At the destination, this practice should be continued while adjusting to local time and moving the breakfast and evening-meal times (and corresponding doses of insulin) towards local times by one to two hours each day.

However, this is general advice and will not be suitable in every case. The policy of perfection is for each patient to contact their diabetes nurse specialist with the precise details of their schedule and to arrive at an individualised plan for changing their insulin regimen as they travel.

What advice should be given if a patient is on twice daily biphasic regimen and travelling east?

Travelling east effectively shortens the day. If the patient is only crossing two or three time zones (i.e. shortening the day by just a couple of hours) the normal morning dose of insulin should be taken before departure and then the afternoon/evening dose at the destination at the same (local) time as usual e.g. with the evening meal.

If they are crossing five or more time zones this option is not viable as it may result in 'double-dosing' and increased risk of hypoglycaemia. We normally advise our patients to continue to take their insulin at approximately the same times of day as usual (advise the patient to keep their wrist watch on UK time). In practice this will mean taking the second dose of the day with a meal close to the usual evening-meal time (UK time) while travelling.

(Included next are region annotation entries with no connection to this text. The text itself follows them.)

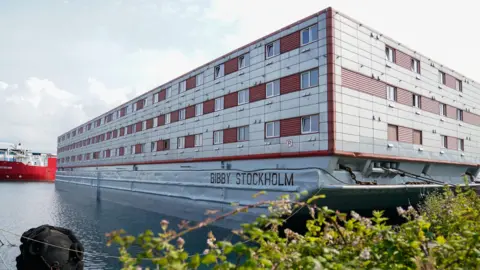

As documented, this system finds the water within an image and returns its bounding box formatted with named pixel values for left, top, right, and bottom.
left=0, top=183, right=242, bottom=269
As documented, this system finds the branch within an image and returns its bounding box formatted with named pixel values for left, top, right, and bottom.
left=167, top=200, right=291, bottom=242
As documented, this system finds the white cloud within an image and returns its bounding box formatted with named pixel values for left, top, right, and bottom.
left=0, top=46, right=209, bottom=153
left=0, top=81, right=8, bottom=90
left=0, top=78, right=87, bottom=152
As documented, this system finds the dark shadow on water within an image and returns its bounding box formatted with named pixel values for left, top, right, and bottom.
left=54, top=187, right=246, bottom=269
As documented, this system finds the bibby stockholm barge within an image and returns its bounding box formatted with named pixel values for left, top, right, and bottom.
left=0, top=143, right=57, bottom=182
left=56, top=8, right=480, bottom=226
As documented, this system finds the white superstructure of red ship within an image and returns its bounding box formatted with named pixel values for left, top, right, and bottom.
left=0, top=143, right=57, bottom=182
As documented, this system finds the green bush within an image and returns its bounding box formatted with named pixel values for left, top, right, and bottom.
left=107, top=186, right=480, bottom=269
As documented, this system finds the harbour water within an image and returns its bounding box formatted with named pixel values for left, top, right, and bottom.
left=0, top=183, right=237, bottom=270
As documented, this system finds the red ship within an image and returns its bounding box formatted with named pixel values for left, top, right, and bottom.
left=0, top=143, right=57, bottom=182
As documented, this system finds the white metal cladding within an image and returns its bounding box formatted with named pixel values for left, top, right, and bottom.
left=59, top=14, right=328, bottom=165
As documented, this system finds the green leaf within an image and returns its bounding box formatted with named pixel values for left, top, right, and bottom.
left=188, top=253, right=200, bottom=269
left=202, top=253, right=217, bottom=265
left=437, top=235, right=447, bottom=245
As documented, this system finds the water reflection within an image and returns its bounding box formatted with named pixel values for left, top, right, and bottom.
left=0, top=183, right=238, bottom=269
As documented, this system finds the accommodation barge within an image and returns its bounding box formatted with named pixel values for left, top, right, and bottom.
left=56, top=8, right=480, bottom=226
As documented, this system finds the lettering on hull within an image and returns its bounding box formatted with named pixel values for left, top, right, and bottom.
left=210, top=172, right=294, bottom=186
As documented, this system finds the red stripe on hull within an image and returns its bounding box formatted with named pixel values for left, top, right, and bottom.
left=0, top=158, right=57, bottom=182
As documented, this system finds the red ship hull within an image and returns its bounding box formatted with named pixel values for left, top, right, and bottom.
left=0, top=157, right=57, bottom=182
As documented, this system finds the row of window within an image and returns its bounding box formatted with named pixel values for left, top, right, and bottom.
left=387, top=85, right=463, bottom=121
left=387, top=125, right=464, bottom=151
left=58, top=24, right=318, bottom=142
left=58, top=115, right=320, bottom=153
left=385, top=46, right=463, bottom=92
left=61, top=115, right=319, bottom=162
left=62, top=69, right=319, bottom=153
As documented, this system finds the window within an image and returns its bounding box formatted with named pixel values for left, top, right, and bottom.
left=387, top=85, right=397, bottom=101
left=413, top=130, right=423, bottom=144
left=215, top=97, right=223, bottom=111
left=165, top=86, right=172, bottom=98
left=266, top=80, right=280, bottom=98
left=455, top=80, right=463, bottom=92
left=150, top=142, right=157, bottom=152
left=265, top=121, right=280, bottom=138
left=265, top=40, right=280, bottom=58
left=457, top=139, right=464, bottom=151
left=238, top=53, right=250, bottom=69
left=195, top=134, right=203, bottom=146
left=165, top=113, right=170, bottom=124
left=195, top=103, right=203, bottom=116
left=385, top=46, right=395, bottom=63
left=302, top=115, right=319, bottom=134
left=178, top=109, right=185, bottom=120
left=440, top=103, right=447, bottom=116
left=301, top=24, right=318, bottom=45
left=387, top=125, right=398, bottom=141
left=457, top=109, right=463, bottom=121
left=214, top=64, right=225, bottom=79
left=195, top=72, right=203, bottom=86
left=413, top=94, right=422, bottom=109
left=438, top=70, right=445, bottom=84
left=213, top=130, right=223, bottom=144
left=178, top=81, right=187, bottom=93
left=412, top=58, right=420, bottom=74
left=177, top=137, right=185, bottom=149
left=237, top=126, right=248, bottom=142
left=300, top=69, right=318, bottom=89
left=238, top=89, right=248, bottom=105
left=440, top=135, right=448, bottom=148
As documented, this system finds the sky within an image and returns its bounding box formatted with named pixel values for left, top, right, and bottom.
left=0, top=0, right=480, bottom=153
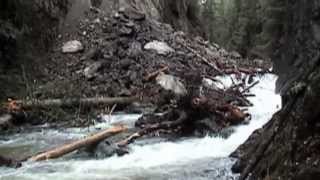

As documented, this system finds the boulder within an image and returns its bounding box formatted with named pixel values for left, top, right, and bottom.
left=62, top=40, right=84, bottom=53
left=156, top=73, right=187, bottom=96
left=144, top=41, right=175, bottom=55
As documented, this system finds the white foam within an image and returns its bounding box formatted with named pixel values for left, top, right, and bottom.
left=0, top=75, right=281, bottom=179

At the destination this practice should be continued while adjusting to local time and moving the breakfast and evening-meal times (and corresponding doses of insulin) towards local times by one to two hours each day.

However, this is general advice and will not be suitable in every case. The policy of perfection is for each patient to contact their diabetes nurse specialist with the precise details of their schedule and to arrive at an individualised plan for changing their insulin regimen as they travel.

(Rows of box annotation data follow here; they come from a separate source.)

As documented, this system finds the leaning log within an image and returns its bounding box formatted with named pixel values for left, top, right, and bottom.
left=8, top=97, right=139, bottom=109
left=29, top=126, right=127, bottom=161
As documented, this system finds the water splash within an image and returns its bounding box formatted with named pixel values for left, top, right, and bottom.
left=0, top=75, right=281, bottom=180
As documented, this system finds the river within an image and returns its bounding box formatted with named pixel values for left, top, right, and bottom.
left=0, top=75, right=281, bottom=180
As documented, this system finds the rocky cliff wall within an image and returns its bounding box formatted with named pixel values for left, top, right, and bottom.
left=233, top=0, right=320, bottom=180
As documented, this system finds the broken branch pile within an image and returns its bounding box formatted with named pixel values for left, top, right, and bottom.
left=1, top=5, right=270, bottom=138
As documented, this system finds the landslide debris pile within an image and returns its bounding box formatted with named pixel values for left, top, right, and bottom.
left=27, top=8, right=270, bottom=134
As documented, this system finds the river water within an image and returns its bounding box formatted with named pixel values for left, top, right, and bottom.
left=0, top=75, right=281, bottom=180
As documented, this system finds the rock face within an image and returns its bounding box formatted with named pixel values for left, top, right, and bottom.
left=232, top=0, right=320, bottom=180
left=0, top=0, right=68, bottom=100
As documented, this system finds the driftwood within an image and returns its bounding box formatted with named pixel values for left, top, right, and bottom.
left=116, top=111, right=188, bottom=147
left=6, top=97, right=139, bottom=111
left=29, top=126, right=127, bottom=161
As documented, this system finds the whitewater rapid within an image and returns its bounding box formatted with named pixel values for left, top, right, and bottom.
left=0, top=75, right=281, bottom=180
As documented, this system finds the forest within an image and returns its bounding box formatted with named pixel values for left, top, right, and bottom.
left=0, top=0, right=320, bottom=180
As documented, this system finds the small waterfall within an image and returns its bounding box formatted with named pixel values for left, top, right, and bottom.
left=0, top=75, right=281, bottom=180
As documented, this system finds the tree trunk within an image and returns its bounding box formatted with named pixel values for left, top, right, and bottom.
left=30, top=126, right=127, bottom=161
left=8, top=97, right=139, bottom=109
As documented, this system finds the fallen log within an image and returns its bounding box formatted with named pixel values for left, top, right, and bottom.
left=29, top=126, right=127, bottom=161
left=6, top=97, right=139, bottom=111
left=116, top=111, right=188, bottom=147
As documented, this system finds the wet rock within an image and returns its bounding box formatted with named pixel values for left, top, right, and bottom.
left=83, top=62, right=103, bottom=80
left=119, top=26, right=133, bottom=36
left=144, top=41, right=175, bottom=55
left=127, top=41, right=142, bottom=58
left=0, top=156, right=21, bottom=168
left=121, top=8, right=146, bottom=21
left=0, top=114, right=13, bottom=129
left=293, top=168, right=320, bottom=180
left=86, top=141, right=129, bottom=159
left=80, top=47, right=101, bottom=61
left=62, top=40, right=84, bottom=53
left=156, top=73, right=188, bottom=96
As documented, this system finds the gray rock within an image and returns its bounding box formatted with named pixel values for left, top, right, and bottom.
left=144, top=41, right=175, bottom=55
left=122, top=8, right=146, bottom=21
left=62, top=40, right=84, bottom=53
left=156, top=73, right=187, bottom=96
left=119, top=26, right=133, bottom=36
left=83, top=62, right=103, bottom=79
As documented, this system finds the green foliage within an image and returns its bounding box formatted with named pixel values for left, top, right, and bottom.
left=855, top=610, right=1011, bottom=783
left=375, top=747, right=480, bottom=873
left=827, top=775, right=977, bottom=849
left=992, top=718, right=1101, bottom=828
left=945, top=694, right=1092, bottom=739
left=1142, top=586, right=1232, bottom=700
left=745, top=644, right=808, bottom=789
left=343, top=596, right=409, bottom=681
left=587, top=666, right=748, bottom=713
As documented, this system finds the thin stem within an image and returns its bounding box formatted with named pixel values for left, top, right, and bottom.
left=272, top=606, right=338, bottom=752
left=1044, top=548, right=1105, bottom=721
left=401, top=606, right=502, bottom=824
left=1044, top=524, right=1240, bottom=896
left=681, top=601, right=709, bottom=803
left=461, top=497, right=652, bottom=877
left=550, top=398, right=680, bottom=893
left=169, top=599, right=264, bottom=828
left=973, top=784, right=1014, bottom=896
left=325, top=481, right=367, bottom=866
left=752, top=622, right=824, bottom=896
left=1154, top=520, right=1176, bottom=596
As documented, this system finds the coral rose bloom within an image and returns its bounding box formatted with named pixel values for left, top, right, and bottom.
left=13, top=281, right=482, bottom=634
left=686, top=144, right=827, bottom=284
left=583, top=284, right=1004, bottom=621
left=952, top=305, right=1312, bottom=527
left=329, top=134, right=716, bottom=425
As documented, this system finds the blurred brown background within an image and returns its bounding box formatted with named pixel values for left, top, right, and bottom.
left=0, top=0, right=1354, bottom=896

What advice should be given to patients if they have T2DM treated only with tablets?

On the day of departure and while travelling they should take their medication at the usual times (advise them to keep their wrist watch on UK time). After the first night at the destination they should then switch to local time.

The only slight caution with this policy is if travelling east and shortening the day by a significant amount there is a small risk of sulphonylurea-induced hypoglycaemia by taking two doses of SU too close together, in practice this isn't usually an issue however.